Tom and I started by identifying the elements of the trauma that we will use in the reprocessing:
- Choose a Worst Picture – It is important to target the worst picture of the scene or the trauma. Tom chose the moment the other car hit the side of his car as the most disturbing picture of the whole scene.
- Identify a Negative Cognition (Thought) – Most people have some negative thoughts about themselves that are associated with the trauma. Tom’s was: “I’m not safe.” He thought he was going to die.
- …And Positive Cognition (Thought) – I asked Tom what he would like to believe about himself in that situation. The answer, not surprisingly, was “I am safe.”
- Evaluate the Validity of Cognition – Next, I asked Tom to think about the worst picture he had described and, while holding it in his mind, to rate his chosen positive belief (“I am safe”) on a 1-7 scale. He told me that it was a 1. He did not at all feel safe in that scene.
- Find the Emotion – A big part of every traumatic event are the associated emotions. I asked Tom to close his eyes, imagine the picture he described and the words “I’m not safe,” and tell me what emotions he was feeling. The emotion he recognized was “terrified.”
- Rate the Level of Disturbance – Next, I asked Tom to rate his level of disturbance at feeling that emotion on a 0-10 scale. 0 means no disturbance, and 10 is the highest disturbance he could feel. He reported a level of disturbance of 10.
- Identify Where in the Body – Oftentimes, trauma gets stuck in the body, in addition to the brain. Lastly, I asked Tom to identify where he was feeling the disturbance in his body. He reported feeling it in his chest.
Reprocessing: Healing single incident trauma
With all these tools available to Tom, next, we began reprocessing. I asked Tom to, in his mind, hold the picture of the accident, the negative thought about himself and the emotions he felt, and to also focus on where he felt it in his body. I asked him to let whatever happens happen, without trying to change or control anything, and I turned on the pulsators for 25 seconds.
He began shaking. He was crying. The healing process had begun.
After a few sets, he gradually calmed down. At the end of every short set, I kept checking in with him, and he told me what he focused on when he reprocessed the accident.
Toward the end of our first reprocessing session, I asked Tom to rate his level of disturbance. Instead of having a 10 out of 10 disturbance level, Tom reported a 6 out of 10. The stress was more manageable. We ended the session with the Calm Place exercise and Tom reported feeling better than when he came in.
Second reprocessing session
When Tom came in the next week, he reported a huge improvement in his symptoms. His nightmares were reduced by more than half, he said, and he was sleeping so much better. He was able to function better at work and enjoy social activities again. This was a great sign, but our work was not over yet.
It is not uncommon for a client to continue to improve between sessions. I asked Tom to check on what comes up when he goes back to the scene of the accident. He was much less stressed and reported a disturbance level of 4 out of 10. That was another great sign. Tom’s brain had kept processing.

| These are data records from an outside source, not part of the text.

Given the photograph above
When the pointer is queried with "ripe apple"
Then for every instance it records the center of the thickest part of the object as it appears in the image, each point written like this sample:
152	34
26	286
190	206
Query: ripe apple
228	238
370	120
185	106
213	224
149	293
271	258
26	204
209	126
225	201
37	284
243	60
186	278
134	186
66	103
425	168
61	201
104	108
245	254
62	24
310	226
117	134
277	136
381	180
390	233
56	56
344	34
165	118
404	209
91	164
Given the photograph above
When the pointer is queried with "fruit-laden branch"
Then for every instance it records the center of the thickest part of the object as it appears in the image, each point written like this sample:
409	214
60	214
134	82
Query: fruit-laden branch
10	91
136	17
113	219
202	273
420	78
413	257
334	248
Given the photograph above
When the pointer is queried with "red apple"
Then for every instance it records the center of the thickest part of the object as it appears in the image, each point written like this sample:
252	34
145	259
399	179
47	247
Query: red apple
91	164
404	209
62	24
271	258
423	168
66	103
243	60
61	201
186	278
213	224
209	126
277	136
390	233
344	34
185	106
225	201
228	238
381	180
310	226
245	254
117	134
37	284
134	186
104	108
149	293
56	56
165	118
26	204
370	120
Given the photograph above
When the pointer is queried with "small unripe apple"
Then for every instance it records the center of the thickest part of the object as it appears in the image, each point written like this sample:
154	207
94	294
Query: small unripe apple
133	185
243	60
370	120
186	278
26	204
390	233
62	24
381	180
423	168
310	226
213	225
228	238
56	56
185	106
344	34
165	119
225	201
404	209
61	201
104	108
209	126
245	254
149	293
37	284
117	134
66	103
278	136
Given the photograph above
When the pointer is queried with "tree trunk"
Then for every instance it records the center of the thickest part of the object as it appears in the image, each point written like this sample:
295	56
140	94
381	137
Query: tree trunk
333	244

Again, I handed Tom the pulsators and asked him to focus on the worst picture, the negative thought related to the scene, the emotions he was feeling and where he was feeling it in his body. He was visibly much calmer, not shaking at all. After several more sets, Tom reported feeling good. He was okay. The accident happened in the past. He wasn’t disturbed by it anymore.
When I asked Tom to rate his level of disturbance – he reported that it was a 0.
His traumatic memory was cleared and the memory of the accident transformed into a regular memory. A mere fact.
Got his life back
Our EMDR work continued for just two more sessions, in which Tom reported feeling like he was getting his life back—the life he had before the accident. He enjoyed his work again and was able to function and socialize. His sleep improved, his concentration and creativity were back, and he returned to planning his wedding.
EMDR is a powerful form of therapy, and I was honored to help Tom journey back to happiness and functioning again.